Many quantitative genotoxicity models were also obtained using different algorithms; however, none of them met the acceptable threshold values of a quantitative model (Table S7). We further developed qualitative genotoxicity models. As both quantitative and qualitative genotoxicity data were obtained, in the classification modelling, the quantitative genotoxicity data were assigned as positive data if the corresponding 50% TDNA value was ≤1000 mg L⁻¹; in contrast, the genotoxicity data were grouped as negative data if the corresponding 50% TDNA value was >1000 mg L⁻¹. In total, there were 75 positive and 30 negative data points, respectively. Upon comparison, the RF-based classification model was considered to be the optimal model; its hyperparameters are listed in Table S8. The optimal model contains 3 predictor variables (GATS3s, Sare and ETA_Shape_P).
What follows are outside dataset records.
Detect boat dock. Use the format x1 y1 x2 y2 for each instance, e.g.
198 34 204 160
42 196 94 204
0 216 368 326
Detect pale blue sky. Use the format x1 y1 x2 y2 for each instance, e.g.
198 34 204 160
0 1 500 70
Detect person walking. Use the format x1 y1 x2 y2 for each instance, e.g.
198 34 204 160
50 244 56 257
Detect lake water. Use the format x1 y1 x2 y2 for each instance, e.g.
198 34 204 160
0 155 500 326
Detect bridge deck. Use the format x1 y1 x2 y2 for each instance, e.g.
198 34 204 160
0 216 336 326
Their definitions are also presented in Table S9. Table 2 presents the statistical parameters of the RF model. For the training set, the basic parameters, such as sensitivity (S_n), specificity (S_p), accuracy (Q) and precision, are all quite high, which indicates that this model has excellent internal predictive ability. Meanwhile, the sensitivity, accuracy, MCC, precision, and F₁-score values of the validation set were 1, which implied that this RF model has good generalization ability to new data. The ROC curve of this RF model is plotted in Fig. S2.
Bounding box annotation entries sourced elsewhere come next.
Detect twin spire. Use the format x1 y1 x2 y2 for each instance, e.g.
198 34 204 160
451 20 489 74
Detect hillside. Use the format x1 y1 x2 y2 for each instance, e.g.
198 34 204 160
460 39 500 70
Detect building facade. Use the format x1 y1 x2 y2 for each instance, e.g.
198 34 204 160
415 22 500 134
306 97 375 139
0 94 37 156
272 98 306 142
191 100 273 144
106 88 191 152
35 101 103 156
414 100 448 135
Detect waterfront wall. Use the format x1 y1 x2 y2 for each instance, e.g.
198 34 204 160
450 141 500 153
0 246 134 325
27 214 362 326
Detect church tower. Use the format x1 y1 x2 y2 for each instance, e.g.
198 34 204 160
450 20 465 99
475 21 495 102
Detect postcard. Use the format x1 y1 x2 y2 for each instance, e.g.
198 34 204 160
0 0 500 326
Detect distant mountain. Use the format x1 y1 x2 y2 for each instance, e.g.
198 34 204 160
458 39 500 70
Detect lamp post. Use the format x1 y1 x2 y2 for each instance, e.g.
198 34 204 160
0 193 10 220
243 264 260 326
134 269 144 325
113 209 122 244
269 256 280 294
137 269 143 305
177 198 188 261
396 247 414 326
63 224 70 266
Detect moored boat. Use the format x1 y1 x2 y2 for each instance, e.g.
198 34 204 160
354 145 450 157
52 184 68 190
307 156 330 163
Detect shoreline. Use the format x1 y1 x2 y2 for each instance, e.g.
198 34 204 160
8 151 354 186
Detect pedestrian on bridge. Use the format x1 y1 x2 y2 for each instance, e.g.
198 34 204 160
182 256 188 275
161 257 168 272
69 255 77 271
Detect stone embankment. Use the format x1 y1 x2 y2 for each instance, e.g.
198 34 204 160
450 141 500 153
Table 2 Statistical parameters of the optimal binary classification RF model

Data set^a	n	S n	S p	Q	MCC	AUC	Mean_acc	Precision	F 1-score	Balanced accuracy
a T and V indicate the training set and validation set, respectively. n is the number of DBPs in the training and validation sets; Sn is sensitivity; Sp is specificity; Q is the predictive accuracy; MCC is the Matthews Correlation Coefficient; AUC is the area under the receiver operating characteristics (ROC) curve; F1-score is the average of precision and recall; and balanced accuracy is the arithmetic mean of true positive rate and false positive rate.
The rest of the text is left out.